Ces six Somaliens du procès Carré d’As sont les premiers à être jugés dans ce qui s’avère être le premier procès de pirates somaliens en France. En tout, ce sont quatre affaires de ce type qui impliquent quelque 22 Somaliens, actuellement détenus en France, et qui feront également l’objet d’un procès.
Les six Somaliens ont été faits prisonniers après l’intervention de commandos français qui ont libéré, par la force, un couple pris en otage sur le voilier Carré d’As. Le groupe formé par les accusés réclamait d’abord quatre, puis deux millions de dollars pour la vie de Jean-Yves Delanne et de son épouse Bernadette, retenus prisonniers dix jours avant l’opération militaire ayant conduit à leur libération.
Les six détenus sont poursuivis pour « détournement de navire, enlèvements, séquestrations avec demande de rançon, association de malfaiteurs et vol en bande organisée ». Ils encourent des peines allant de 30 ans à la prison à perpétuité.
Trois ans et demi de détention provisoire
Cela fait maintenant plus de trois ans que les pirates présumés sont détenus en France, en attente d’un procès. Prévu initialement à huis clos, du fait de la présence, parmi eux, d’un jeune de moins de 18 ans, le procès sera public. La décision a été prise à la demande du présumé pirate, mineur au moment des faits et qui est aujourd'hui âgé de 21 ans.

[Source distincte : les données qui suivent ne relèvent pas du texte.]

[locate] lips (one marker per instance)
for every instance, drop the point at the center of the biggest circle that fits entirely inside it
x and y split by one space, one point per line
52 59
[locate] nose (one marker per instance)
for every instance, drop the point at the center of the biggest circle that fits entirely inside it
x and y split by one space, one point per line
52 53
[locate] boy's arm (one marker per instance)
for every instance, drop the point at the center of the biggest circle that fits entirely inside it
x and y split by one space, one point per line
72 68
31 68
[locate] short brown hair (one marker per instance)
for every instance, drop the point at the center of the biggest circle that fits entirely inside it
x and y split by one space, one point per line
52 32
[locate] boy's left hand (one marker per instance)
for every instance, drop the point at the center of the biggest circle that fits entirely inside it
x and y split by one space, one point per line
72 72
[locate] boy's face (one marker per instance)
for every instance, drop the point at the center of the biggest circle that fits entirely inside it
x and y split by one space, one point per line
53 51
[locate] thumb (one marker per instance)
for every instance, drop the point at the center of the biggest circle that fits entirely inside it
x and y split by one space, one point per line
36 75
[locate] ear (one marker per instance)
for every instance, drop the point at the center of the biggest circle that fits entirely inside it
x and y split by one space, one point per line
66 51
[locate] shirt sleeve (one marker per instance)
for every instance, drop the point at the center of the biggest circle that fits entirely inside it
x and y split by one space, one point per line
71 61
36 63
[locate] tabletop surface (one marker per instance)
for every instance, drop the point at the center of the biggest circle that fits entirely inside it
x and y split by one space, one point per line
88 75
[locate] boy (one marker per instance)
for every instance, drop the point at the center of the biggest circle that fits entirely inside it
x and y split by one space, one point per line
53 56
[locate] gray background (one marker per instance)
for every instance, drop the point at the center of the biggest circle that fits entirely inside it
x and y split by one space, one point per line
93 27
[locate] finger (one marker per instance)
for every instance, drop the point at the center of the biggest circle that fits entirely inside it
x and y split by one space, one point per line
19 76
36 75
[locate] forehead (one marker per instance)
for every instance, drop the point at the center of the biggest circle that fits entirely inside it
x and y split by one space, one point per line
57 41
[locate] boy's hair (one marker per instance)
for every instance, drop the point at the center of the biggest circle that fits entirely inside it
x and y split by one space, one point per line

Selon deux avocats de la défense, joints par RFI, la détention de leurs clients s’est mal passée et ce qui a été très difficilement vécu, ce fut leur isolement. Ils n’ont pas pu communiquer avec leurs familles, car en Somalie il n’y a pas de communication postale. Il se trouve que pour les détenus en attente de jugement, seuls les courriers sont autorisés.
Isolés ensuite entre détenus eux-mêmes, ils ont été autorisés à communiquer entre eux, seulement après deux ans de détention.
Pour Me Antonin Levy, si cela s’est mal passé pour son client, « cela s’est encore plus mal passé pour d’autres personnes dans le dossier qui, eux, ont véritablement développé des syndromes de folie carcérale ; certains étant allés jusqu’à de l’automutilation qui était peut-être le seul moyen pour faire entendre leur détresse ».
Me Cédric Alépéé, un autre avocat de la défense, évoque lui-aussi les conditions d’isolement de son client ainsi que les trois ans et demi de détention provisoire, jugés très longs.
Dépassés par les enjeux judiciaires
En Somalie, et du fait de la déliquescence de l’Etat, la piraterie avec prises d’otages est aujourd’hui endémique. On estimait fin octobre que 17 bateaux étaient aux mains de pirates capables de sévir à des centaines de kilomètres au large du littoral de leur pays, où l’anarchie et l’insécurité règnent depuis 1991. L’Union européenne a monté ces dernières années dans la région une opération de surveillance du littoral de la Corne de l’Afrique, dite « Atalante », avec des navires de guerre et des avions de patrouille maritime.
Me Antonin Levy a le sentiment que ces détenus somaliens sont un peu dépassés par ce procès.
La question du retour, plus inquiétante que celle de la durée de la peine en France
La France a choisi la voie des procès sur son sol, là où d’autres pays se limitent à la voie militaire ou bien remettent les éventuels pirates faits prisonniers à des autorités locales de la région, notamment le Kenya.
Pour ces Somaliens jugés en France, une fois leur peine terminée, la question de leur retour se pose et « c’est à la cour d’assise d’y répondre», précise Me Antonin Levy. Aujourd’hui, ils ne peuvent pas retourner en Somalie car la République transitoire somalienne est basée au Kenya. Et la dernière fois que des pirates ont été jugés au Kenya, ceux qui avaient une participation indirecte ont été condamnés à une peine de prison à perpétuité et ceux qui avaient une participation directe, à la peine de mort.
Après le dossier Carré d’As, la France devra juger six Somaliens écroués depuis avril 2008, après la prise de trente otages à bord du Ponant et trois autres capturés lors de l’assaut du voilier Tanit, où un otage français avait péri d’une balle militaire française en 2009.
Il faudra aussi traduire en justice un groupe de sept hommes accusés de l’attaque, en septembre dernier, d’un catamaran au cours de laquelle un Français avait été assassiné.